Oklahoma based Chesapeake Energy has revealed plans to sell US$ 4 billion worth of assets to fill a funding gap of approximately US$ 10 billion.
The company, which is undergoing intense scrutiny in the wake of revelations about CEO Aubrey McClendon financial activities, has announced that it plans to sell limited partner units and general partner interests in a subsidiary known as Chesapeake Midstream Partners LP. The sale will be made to GIP for US$ 2 billion.
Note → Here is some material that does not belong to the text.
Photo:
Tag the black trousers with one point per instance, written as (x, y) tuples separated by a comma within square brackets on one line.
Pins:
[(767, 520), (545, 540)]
Chesapeake has also entered into another agreement with GIP that will see the sale of gathering and processing assets and a stake in another subsidiary, Chesapeake Midstream Development LP. If these two sales go ahead, they should net at least a further US$ 2 billion.
The company has also announced it is looking for a partner in the Mississippi Lime basin as well as outlining plans to sell 1.5 million acres of the Permian basin and a further 337 000 acres in Ohio. According to McClendon, the sale of Permian acreage and the hunt for a joint venture partner should both have been completed by the end of this year.
Fadel Gheit, an analyst for Oppenheimer & Co was recorded by Reuters saying that, “We have not seen a fire sale … we are not out of the woods yet … You are still talking about a huge, huge capital spending deficit.”